Shared Drawing: sketching tools for distributed design

Scott Minneman (Xerox PARC), John Tang (SMLI)

Seminar on People, Computers, and Design
Stanford University May 20, 1992

 

Over the past several years, shared drawing activity has emerged as a focus of research at Xerox PARC. Case studies of group design work, both in face-to-face and video mediated settings, initially revealed a need for providing a shared drawing capability to support distributed design work. Shared drawing activity has proven to be a topic of considerable complexity and subtlety. The talk will focus on a range of shared drawing prototypes that we have built and studied, and will show how the development of these systems has been grounded in studies of how people accomplish the social work of designing. Several prototypes will be discussed, ranging from Commune (a multi-user, computational sketching program), to VideoWhiteboard (a large- scale, video-based multi-user drawing tool). The various prototypes represent quite different approaches to supporting shared drawing activity. This variety has aided the development of both our understanding of the collaborative activity and the shared drawing prototypes themselves.

 

Scott Minneman is a researcher in the Work Practice and Technology Area at Xerox Palo Alto Research Center. He is interested in inter-disciplinary group engineering design activity, and in the development of video and computing technologies to support design activity. He received his PhD from Stanford in Mechanical Engineering, working at the Center for Design Research.

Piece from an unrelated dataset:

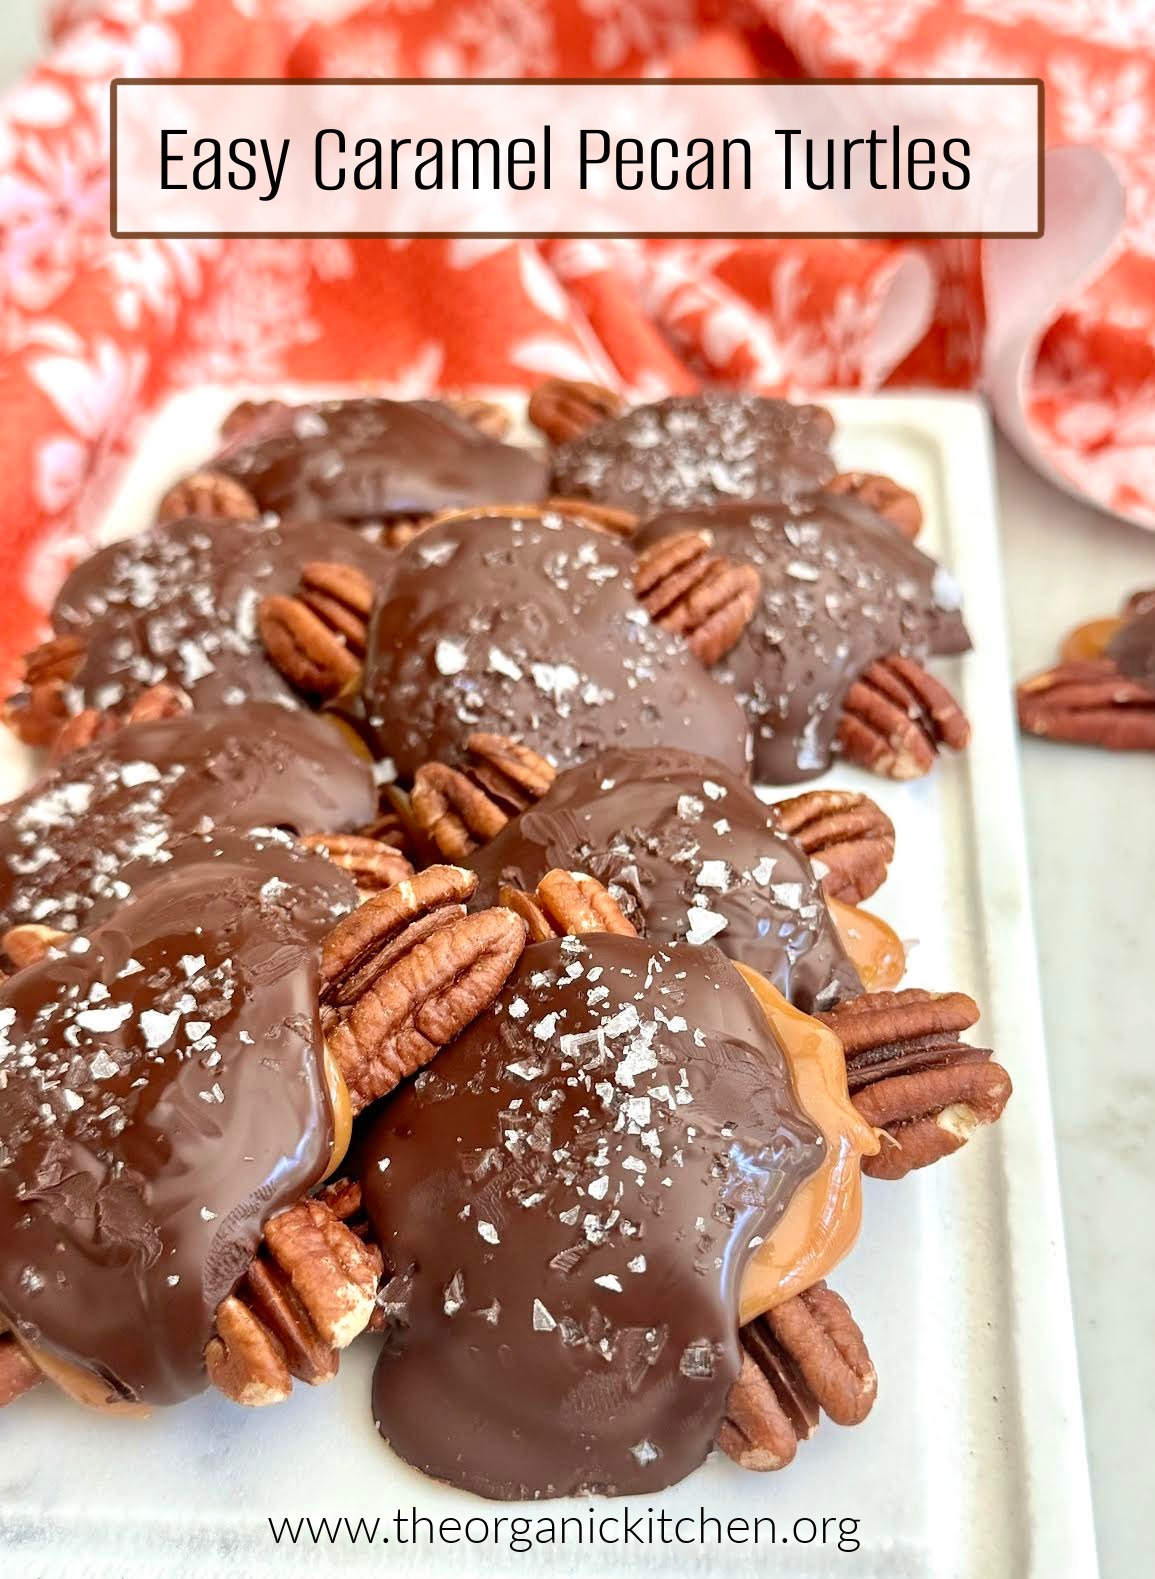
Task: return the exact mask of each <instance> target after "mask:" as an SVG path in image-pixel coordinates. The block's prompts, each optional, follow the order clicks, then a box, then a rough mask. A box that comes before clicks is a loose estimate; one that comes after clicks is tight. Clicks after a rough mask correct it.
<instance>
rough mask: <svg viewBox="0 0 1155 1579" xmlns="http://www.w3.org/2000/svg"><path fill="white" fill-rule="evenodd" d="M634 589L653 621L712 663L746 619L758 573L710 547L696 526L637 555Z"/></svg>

John Tang currently works in the Conferencing and Collaboration group at Sun Microsystems Laboratories, Inc. on the development of desktop conferencing technology. His research interests include studies of use of multimedia, collaborative technology. His Ph.D. thesis (sponsored by Xerox PARC at CDR) studied the work activity of design teams, and was applied to the development and study of several prototype shared drawing tools at Xerox PARC.